Here’s a fun job: adjunct professor, as described by University of Akron adjunct Maria C. Maisto writing in a Sept. 10 manifesto in Inside Higher Education:
I teach English composition — one of the most labor-intensive teaching assignments out there. This semester I’ll have to respond to 85 students on two different campuses and almost 2,000 pages of writing, and I want to give them all my very best effort as a teacher. At home I’ve got three kids under the age of 12 — one with Asperger’s Syndrome, one a toddler — and a spouse who has to look for a new job in the worst economy in decades….

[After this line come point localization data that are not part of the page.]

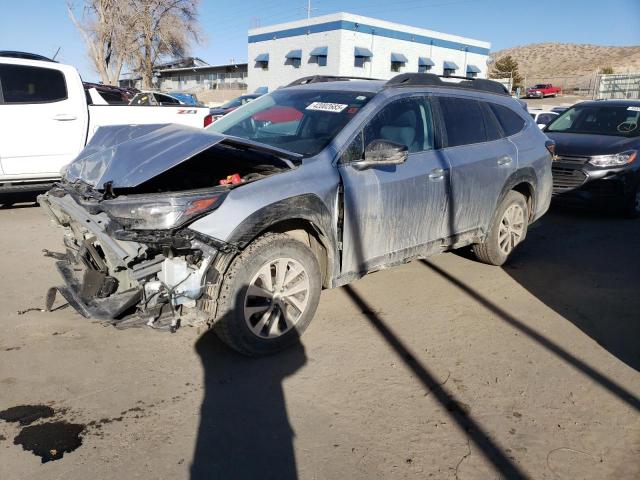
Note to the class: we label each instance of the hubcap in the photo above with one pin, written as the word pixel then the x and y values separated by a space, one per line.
pixel 511 228
pixel 276 298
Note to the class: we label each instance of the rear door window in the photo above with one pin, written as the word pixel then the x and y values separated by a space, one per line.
pixel 463 120
pixel 26 84
pixel 510 121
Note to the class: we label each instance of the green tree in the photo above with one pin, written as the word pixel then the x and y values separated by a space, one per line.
pixel 505 67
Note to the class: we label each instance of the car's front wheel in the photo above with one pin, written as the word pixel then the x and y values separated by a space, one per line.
pixel 632 204
pixel 508 229
pixel 268 296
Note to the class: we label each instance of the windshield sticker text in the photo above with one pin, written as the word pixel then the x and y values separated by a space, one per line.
pixel 327 107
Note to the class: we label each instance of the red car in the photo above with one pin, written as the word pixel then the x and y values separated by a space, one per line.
pixel 542 90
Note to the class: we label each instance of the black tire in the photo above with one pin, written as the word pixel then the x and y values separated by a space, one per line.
pixel 631 208
pixel 490 251
pixel 230 324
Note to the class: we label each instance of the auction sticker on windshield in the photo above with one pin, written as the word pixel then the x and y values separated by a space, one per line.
pixel 327 107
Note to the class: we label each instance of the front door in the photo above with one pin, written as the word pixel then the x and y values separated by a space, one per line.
pixel 391 211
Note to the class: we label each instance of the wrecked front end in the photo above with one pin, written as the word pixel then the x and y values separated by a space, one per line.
pixel 127 277
pixel 130 257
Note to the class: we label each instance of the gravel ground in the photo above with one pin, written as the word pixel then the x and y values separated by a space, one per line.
pixel 444 369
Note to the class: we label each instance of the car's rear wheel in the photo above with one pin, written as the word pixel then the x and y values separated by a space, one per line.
pixel 268 296
pixel 508 229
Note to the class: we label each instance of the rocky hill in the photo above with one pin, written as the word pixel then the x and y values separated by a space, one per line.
pixel 560 59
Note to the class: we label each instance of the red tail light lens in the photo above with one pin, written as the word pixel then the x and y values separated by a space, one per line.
pixel 551 146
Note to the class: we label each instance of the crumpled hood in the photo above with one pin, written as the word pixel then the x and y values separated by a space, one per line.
pixel 587 145
pixel 129 155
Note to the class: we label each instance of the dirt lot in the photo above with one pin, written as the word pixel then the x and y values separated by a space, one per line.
pixel 439 369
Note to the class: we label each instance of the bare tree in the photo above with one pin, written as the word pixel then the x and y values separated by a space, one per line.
pixel 161 28
pixel 105 28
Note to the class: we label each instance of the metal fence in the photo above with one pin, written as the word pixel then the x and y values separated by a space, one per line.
pixel 624 86
pixel 583 85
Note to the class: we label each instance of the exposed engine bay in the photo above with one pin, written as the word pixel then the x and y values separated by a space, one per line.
pixel 130 257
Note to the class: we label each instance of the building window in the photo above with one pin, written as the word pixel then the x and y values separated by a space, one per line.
pixel 449 69
pixel 472 71
pixel 398 60
pixel 294 58
pixel 319 55
pixel 361 56
pixel 360 61
pixel 262 61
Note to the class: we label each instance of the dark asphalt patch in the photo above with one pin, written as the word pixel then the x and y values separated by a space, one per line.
pixel 50 441
pixel 26 414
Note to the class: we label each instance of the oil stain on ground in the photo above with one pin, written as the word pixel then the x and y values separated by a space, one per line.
pixel 50 441
pixel 26 414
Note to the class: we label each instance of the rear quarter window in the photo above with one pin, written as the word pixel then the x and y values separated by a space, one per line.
pixel 510 121
pixel 463 120
pixel 26 84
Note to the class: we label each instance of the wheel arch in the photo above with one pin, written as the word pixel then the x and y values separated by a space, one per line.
pixel 304 217
pixel 523 181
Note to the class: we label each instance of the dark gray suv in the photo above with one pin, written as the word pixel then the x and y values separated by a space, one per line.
pixel 312 186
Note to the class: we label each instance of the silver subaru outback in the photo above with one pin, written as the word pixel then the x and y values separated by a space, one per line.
pixel 241 225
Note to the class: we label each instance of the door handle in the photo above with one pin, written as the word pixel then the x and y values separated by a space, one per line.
pixel 64 117
pixel 436 174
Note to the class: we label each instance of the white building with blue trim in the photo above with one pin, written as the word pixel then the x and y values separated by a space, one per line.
pixel 351 45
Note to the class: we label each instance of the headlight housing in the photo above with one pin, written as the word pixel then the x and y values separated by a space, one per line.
pixel 615 160
pixel 161 212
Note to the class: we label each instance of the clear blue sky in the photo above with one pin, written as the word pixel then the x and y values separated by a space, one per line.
pixel 41 26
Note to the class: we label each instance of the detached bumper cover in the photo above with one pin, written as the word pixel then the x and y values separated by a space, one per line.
pixel 99 308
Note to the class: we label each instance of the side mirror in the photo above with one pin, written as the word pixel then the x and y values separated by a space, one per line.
pixel 382 152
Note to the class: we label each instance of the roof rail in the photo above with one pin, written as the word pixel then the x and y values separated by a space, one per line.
pixel 24 55
pixel 432 80
pixel 325 78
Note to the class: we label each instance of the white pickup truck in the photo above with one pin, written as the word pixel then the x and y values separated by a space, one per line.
pixel 46 118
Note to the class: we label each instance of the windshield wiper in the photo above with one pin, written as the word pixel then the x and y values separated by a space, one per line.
pixel 243 143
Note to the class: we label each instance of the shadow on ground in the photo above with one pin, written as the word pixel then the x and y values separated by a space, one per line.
pixel 19 200
pixel 586 267
pixel 244 430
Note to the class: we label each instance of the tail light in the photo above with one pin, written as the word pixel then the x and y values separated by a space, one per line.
pixel 551 146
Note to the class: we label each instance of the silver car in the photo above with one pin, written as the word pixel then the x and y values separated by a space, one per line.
pixel 241 225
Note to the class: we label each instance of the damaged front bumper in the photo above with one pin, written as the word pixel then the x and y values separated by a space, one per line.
pixel 129 282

The [clicks of recognition]? When I faced the prospect of having to support my family on my adjunct’s salary alone ($20K over a year to teach the same number of courses as most full-time faculty members, and not even that when I don’t get summer work). When a colleague who — like me — was denied unemployment insurance over the summer because she supposedly has “reasonable assurance of employment” without a contract, at the same time couldn’t get a loan because she couldn’t show adequate proof of employment without a contract. When I heard about an actual single-parent adjunct who had to sell her plasma to buy groceries. When a friend who has taught “part time” for decades at one institution was turned down for a “full time” position at twice the salary plus benefits — to teach exactly the same courses and do all of the extra work that she had always done voluntarily — at that same institution.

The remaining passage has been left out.